If there is one thing that the indigenous do not forgive, it’s the spilling of their blood. The officers who shot at them ran away, but the same morning of the assassination a group took four other members of the Bolivarian National Guard (Guardia Nacional Bolivariana or GNB) into custody. It was a pressure tactic to demand justice and, sure enough, the leader of the GNB in Bolívar State, José Montoya, went to the site to confirm what had happened.

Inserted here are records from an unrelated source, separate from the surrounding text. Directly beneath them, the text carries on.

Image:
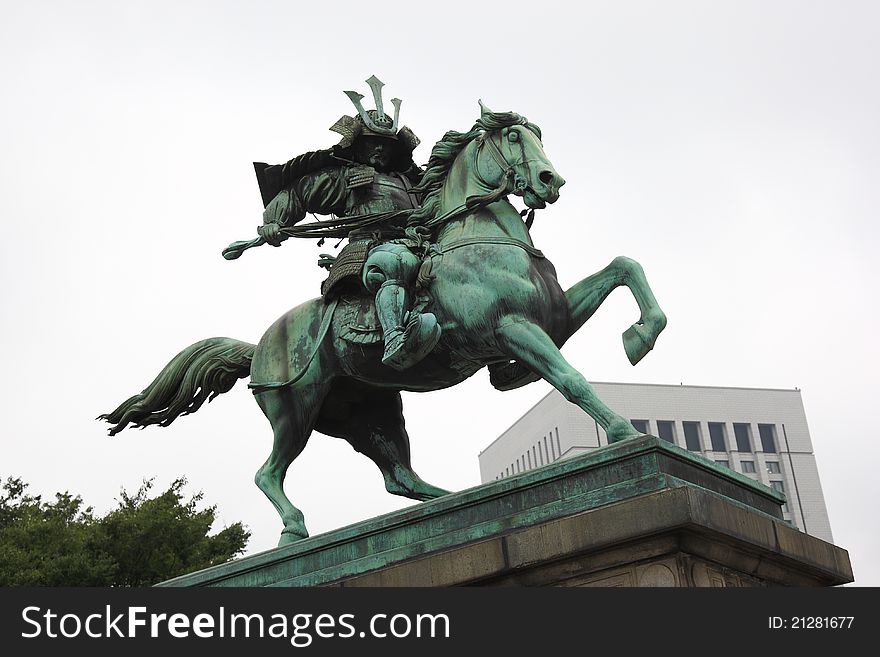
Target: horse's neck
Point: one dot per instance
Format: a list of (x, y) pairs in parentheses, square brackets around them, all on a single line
[(497, 219)]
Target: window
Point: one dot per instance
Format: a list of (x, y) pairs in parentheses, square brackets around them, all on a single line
[(716, 435), (768, 437), (666, 429), (692, 435), (743, 440), (640, 425)]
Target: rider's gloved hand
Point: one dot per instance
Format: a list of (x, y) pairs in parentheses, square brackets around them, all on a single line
[(271, 233), (326, 261)]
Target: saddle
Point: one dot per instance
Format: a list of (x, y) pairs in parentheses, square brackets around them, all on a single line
[(356, 319)]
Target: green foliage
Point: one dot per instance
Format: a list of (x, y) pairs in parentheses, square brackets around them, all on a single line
[(141, 542)]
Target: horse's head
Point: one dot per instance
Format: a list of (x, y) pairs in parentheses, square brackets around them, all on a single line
[(502, 154), (510, 150)]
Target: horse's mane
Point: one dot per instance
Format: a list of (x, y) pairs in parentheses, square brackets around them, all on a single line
[(447, 149)]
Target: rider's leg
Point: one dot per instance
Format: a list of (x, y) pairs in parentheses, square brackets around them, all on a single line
[(530, 345), (389, 272), (292, 413), (585, 297)]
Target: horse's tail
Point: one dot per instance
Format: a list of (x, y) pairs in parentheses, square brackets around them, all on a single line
[(198, 373)]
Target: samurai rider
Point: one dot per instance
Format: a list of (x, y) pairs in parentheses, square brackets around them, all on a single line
[(364, 183)]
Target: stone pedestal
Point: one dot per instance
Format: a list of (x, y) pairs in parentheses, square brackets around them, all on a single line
[(638, 513)]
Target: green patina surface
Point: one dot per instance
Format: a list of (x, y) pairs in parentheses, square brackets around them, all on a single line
[(598, 478), (440, 278)]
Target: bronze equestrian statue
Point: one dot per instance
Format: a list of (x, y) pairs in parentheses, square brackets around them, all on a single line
[(458, 286)]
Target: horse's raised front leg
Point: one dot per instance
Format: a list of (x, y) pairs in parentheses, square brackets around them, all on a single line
[(292, 413), (530, 345), (585, 297)]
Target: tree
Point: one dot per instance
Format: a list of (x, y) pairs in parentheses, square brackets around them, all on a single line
[(141, 542)]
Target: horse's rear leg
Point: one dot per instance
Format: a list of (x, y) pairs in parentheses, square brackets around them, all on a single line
[(372, 422), (530, 345), (292, 413), (585, 297)]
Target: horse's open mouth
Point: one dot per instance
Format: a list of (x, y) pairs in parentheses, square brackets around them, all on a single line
[(533, 201)]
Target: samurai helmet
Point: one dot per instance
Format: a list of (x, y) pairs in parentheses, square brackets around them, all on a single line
[(374, 122)]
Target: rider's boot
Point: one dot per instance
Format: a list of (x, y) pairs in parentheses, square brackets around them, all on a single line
[(409, 337)]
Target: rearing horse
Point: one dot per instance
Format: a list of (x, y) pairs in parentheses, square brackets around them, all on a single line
[(495, 296)]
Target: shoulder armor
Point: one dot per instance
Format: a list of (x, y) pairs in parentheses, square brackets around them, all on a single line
[(360, 176)]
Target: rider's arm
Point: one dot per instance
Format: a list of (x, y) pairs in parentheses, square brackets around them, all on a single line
[(322, 192)]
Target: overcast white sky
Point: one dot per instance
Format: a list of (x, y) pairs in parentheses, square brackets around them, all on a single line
[(733, 148)]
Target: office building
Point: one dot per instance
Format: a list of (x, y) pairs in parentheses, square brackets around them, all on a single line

The community was not yet inflamed. They were gathered under an awning at the entrance to the community, just by the control point of the Pemon Territorial Guard, the autonomous self-defence group founded by this ancestral ethnic group to protect indigenous territories. The majority were sat on a row of chairs, with a desk in front, on which the bullets that had been collected, tear gas canisters and some arrowheads were displayed. Opposite, on another three seats, were Montoya and two other low-ranking soldiers. Their fingers were laced together as if they had been told off. They didn’t show fear, but resignation. The commander’s face partially revealed something. In the avenue, there was a GNB vehicle with its tyres punctured, its engine visible and its windows broken.
All the power and force that usually filled that olive green uniform had evaporated. None of the citizens he had repressed in the protests over the years would ever have believed that there was such a submissive, quiescent Brigadier General sat before those Pemon.
Some fellow journalists observed him from the front row. Montoya did not even look up as the Pemon Territorial Guard made claims against him. He even seemed scared when they asked him for the keys to the Jeep he used to get around. He promised them that he wouldn’t leave, to stop them taking the car keys. The other four officers were already in custody, and he would be no exception if he tried to be clever, although later we would find out what he was thinking.
Meanwhile, in Santa Elena de Uairén, the wounded began to arrive at mid-morning. They counted them one by one and they were 15. At least seven had to be taken to an emergency hospital in Boa Vista – three hours away, in Brazil – due to the lack of supplies in the Rosario Vera Zurita Hospital in Santa Elena de Uairén.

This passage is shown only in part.